One camp believes this is a real threat. Once quantum computers mature, running Shor's algorithm could crack ECDSA encryption, meaning if an attacker gains your public key, they can derive the private key to forge signatures. That sounds pretty scary. But another group, like Brandon Black and James O'Beirne, are more calm, believing there’s no evidence that humans can actually build quantum computers with cryptographic significance. The so-called "quantum breakthroughs" in the past have not materialized. However, physicists like Scott Aaronson warn that quantum computers could appear within ten years, creating a huge divide in the community about the urgency.

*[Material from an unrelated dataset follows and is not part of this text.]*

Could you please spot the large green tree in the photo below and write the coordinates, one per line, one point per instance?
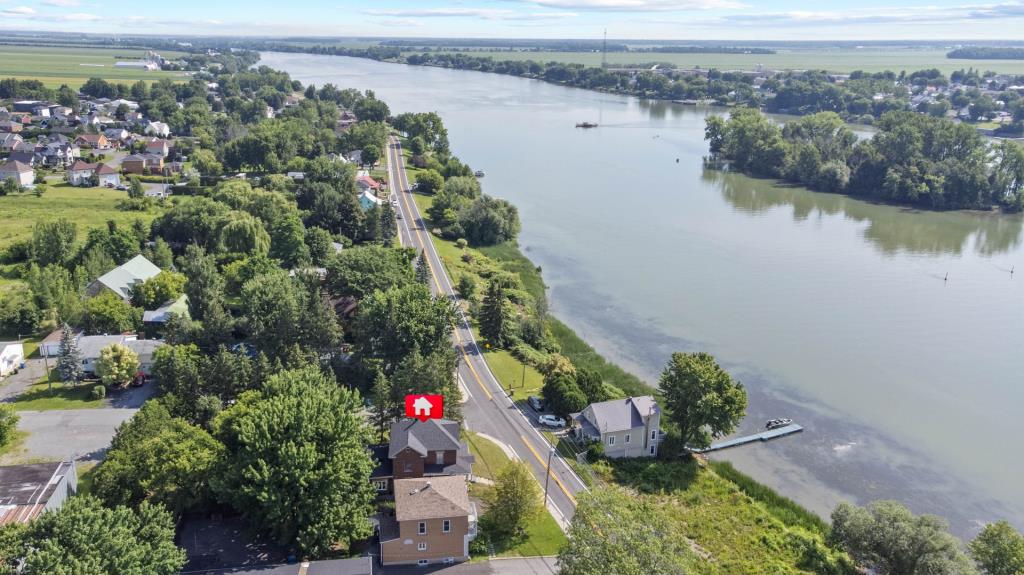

Fortunately, the Bitcoin community is not sitting idly. Hunter Beast introduced BIP 360, a highly regarded technical proposal, which is quite clever. It allows users to pre-submit post-quantum encrypted script paths without changing the existing elliptic curve cryptography foundation, effectively leaving room for future technological migration. There’s also progress on BIP 54’s consensus cleanup. The current problem is that post-quantum algorithms that fully replace secp256k1 have not yet emerged, and post-quantum signatures typically produce data sizes 100 times larger than traditional signatures, with verification costs 10 times higher. But these technological developments are generally seen as necessary insurance for Bitcoin. Even if the quantum threat ultimately proves to be science fiction, these studies have long-term value in preventing the degradation of traditional cryptography.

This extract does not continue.